Every year, the Social Security Administration (SSA) adjusts its operations to stay up with the times and better serve its more than 72 million recipients divided across five programs. Even though each program is unique and has various entry requirements, Americans must be aware of other aspects of the SSA.
There are changes that affect beneficiaries, such as an increase in the cost of living adjustments (COLA), as well as those that affect workers (future beneficiaries), such as an increase in taxable earnings. So what are the major changes to Social Security?
2025 Social Security COLA
Every year, payments are subject to a cost-of-living adjustment, or COLA, to guarantee that beneficiaries can keep up with inflation and maintain purchasing power. The adjustment is announced in October, following the release of third-quarter inflation figures. This year’s rise will be 2.5%, which, when applied to a retired person’s average Social Security income (for example), will enhance their payments by approximately $49 per month.
Even though it appears to be a minor increase, it is consistent with the average COLA since 2000, which has been 2.6%. Our impression may be slightly biased by the rises that have occurred since 2020 as a result of the COVID 19 pandemic, which threw the economy into chaos and caused inflation to skyrocket.
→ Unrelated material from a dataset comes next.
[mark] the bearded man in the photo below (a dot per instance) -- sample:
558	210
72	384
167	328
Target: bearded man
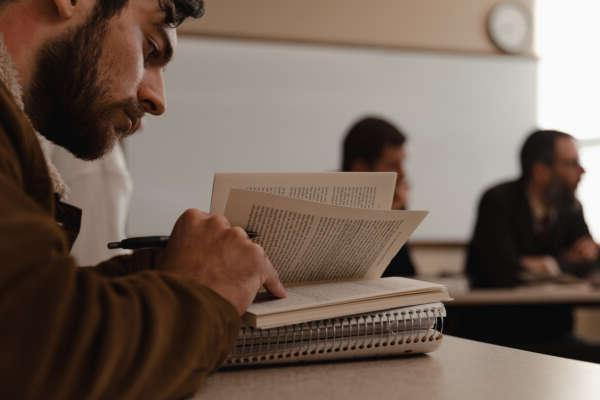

The COLA applies to all Social Security benefits, not just retirement, so people receiving supplemental security income, disability, survivor, and family benefits will also see an adjustment, even if the actual cash amount fluctuates.
The earnings limit is increasing
It is possible to work and get benefits at the same time; however, if you earn more than a particular amount in 2025, $23,400 for those who are not yet at full retirement age and $62,160 for those who are, some of your benefits will be withheld.
The withholding is not permanent; once you reach full retirement age, your benefits will be recalculated with the withheld amount.
Taxable earnings increase
In the United States, all workers contribute to Social Security through federal taxes, and they pay 6.2% of employees’ wages, which are matched by an additional 6.2% from employers. This payroll tax is restricted by a yearly income ceiling, so earnings above the threshold are not taxed for Social Security.
For 2025, the maximum taxed earnings will be $176,100, up from $168,000 in 2024. This adjustment reflects national salary patterns and guarantees that the Social Security program continues to generate sufficient money.
Appointments required at Social Security offices
This approach began during the pandemic, but its effectiveness resulted in most offices instituting an appointment system and discouraged walk-ins. This is to guarantee that services are delivered as quickly as possible and that customer wait times are kept to a minimum.
Most services are now available online, but for those requests that still require in-person assistance, the SSA encourages clients to contact ahead and schedule an appointment to receive customized attention. However, walk-ins are still welcome.
“We want to be clear that we will not turn people away for service because they are unable or unwilling to make an appointment,” the Social Security Administration stated in a news release. “For example, members of vulnerable populations, military personnel, people with terminal illnesses, and people with other situations requiring immediate or specialized attention may still walk in for service at our local offices.”